- Конечно же самояны! - отозвался Абибал не сразу.
- Самояны? - протянул Пифагор. - Что это такое?
- Суда типа наших гаул, но несколько шире корпусом, с третьим косым парусом на верху задней мачты, двумя кормовыми вёслами, - пояснил финикиец. - Их снаряжают в этих доках и спускают в бухту едва ли не каждый месяц. Кто теперь назовёт эллинские суда плавающими лоханями! Самояны принесли твоему острову богатство и процветание, сделав его жемчужиной Икарийского моря и всей Эллады. Ведь самояны теперь по всем морям хрюкают.
Лицо Пифагора вытянулось.
- Хрюкают? - повторил он.
Абибал рассмеялся.
- Это мы так говорим. Ведь корабельные носы самоян завершаются свиными рыльцами, такими же, как днища самосских амфор. Фараон Амасис, если верить молве, посоветовал Поликрату заменить их на что-либо другое, - ведь для египтян, как и для евреев, свинья - нечистое животное. Но тот будто ответил, что эти "свиньи" принесли ему счастье и власть. И впрямь, как бы он без самоян превратил в рабов обитателей островов, которые вы называете Круговыми? Теперь они исправно платят ему дань. Их трудом пробита гора, и через неё пропущена целая река.
- Что я слышу! Сквозь гору?! Совсем как в Иерусалиме?! И это на моём заброшенном Самосе!
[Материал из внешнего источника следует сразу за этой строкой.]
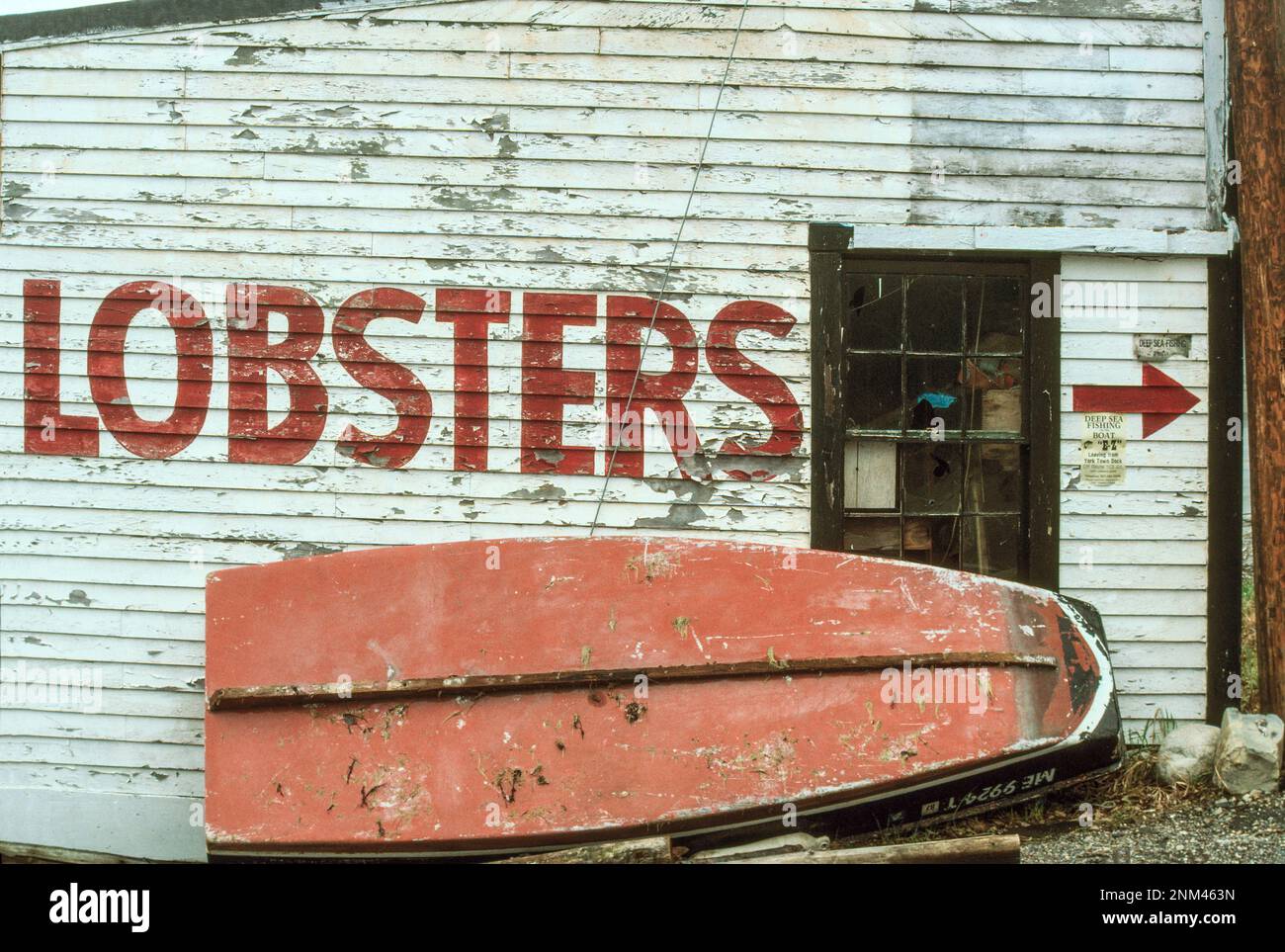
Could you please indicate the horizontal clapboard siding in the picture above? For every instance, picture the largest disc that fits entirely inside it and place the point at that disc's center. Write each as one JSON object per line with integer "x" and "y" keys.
{"x": 536, "y": 145}
{"x": 1139, "y": 552}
Видимо, и впрямь надо надолго расставаться с отечеством, чтобы оно могло тебя удивить!
- Можно было бы ещё многое порассказать, - перебил Абибал. - Но вот уже твой берег. Как только сойдёшь, я сразу отчалю. Если понадобится помощь, моя посудина будет здесь в следующее новолуние.
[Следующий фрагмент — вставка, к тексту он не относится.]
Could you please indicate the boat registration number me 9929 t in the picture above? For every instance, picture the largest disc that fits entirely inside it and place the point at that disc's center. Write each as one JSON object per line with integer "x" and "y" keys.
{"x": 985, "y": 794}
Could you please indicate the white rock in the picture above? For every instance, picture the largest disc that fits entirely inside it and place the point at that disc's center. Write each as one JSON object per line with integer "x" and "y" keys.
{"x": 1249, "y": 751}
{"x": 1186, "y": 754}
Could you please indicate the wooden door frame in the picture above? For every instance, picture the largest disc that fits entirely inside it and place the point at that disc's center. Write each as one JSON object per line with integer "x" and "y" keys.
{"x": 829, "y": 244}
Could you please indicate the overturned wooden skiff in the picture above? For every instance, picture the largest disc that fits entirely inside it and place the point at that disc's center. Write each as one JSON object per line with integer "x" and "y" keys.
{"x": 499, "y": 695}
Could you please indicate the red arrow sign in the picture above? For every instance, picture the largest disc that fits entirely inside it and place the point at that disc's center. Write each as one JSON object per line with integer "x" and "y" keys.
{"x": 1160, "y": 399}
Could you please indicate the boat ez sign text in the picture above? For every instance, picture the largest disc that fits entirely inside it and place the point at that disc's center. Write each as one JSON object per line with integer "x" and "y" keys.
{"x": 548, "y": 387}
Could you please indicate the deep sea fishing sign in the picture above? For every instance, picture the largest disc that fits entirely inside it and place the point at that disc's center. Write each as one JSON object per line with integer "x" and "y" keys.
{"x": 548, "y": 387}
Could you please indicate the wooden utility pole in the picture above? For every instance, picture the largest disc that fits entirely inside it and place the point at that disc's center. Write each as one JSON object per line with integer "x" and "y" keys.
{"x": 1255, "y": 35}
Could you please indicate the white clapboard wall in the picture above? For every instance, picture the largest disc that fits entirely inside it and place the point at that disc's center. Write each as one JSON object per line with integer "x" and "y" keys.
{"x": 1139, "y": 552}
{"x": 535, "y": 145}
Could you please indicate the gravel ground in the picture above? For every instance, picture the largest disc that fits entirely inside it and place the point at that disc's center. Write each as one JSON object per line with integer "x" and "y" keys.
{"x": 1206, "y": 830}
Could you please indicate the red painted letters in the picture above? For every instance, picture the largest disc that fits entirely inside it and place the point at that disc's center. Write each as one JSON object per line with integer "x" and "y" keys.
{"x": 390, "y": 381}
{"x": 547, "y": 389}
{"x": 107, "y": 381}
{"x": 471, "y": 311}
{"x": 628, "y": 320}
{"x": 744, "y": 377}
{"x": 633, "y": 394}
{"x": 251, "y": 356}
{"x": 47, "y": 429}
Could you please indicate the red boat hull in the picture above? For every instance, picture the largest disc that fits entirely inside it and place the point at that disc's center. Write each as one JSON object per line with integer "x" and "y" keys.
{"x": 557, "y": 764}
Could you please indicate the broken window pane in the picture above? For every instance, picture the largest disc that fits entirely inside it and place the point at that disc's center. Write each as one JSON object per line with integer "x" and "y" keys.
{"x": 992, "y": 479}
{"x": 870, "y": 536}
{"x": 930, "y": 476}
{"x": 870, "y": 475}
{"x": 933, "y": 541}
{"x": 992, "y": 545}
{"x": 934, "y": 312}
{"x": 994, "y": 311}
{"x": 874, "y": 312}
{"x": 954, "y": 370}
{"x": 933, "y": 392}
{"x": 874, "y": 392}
Пифагор, подхватив полотняный мешок, шагнул к сходням.
- Ты и так из-за меня отказался от плавания в Картхадашт и терпишь убыток.
- О чём ты говоришь, господин мой?! - взволнованно произнёс финикиец. - Ты вернул к жизни моего первенца, и моя жизнь принадлежит тебе. Знай, что нет услуги, которой бы я тебе не оказал. И она будет мне радостью, а не обузой.
Сходни, подтянутые дюжими руками, скрылись за бортом. Судёнышко, мгновенно развернувшись, показало берегу корму. Последний раз блеснула седина Абибала. Пифагор перекинул котомку за спину и побрёл по набережной навстречу всё громче звучащей музыке.
Праздник Геры
Пифагор шагал по молу, обходя судно, застопоренное на очищенных от коры стволах. Нижняя его часть у киля блестит древесной слезой, на верхней, свежевыкрашенной, выделяются выписанные белым, никому не понятные иероглифы. На выгнутом дугой носу рядом с фигуркой бегущего кабана укреплена оливковая ветвь. Всё говорит о том, что эта, судя по описанию Абибала, самояна предназначена в дар союзнику Самоса фараону.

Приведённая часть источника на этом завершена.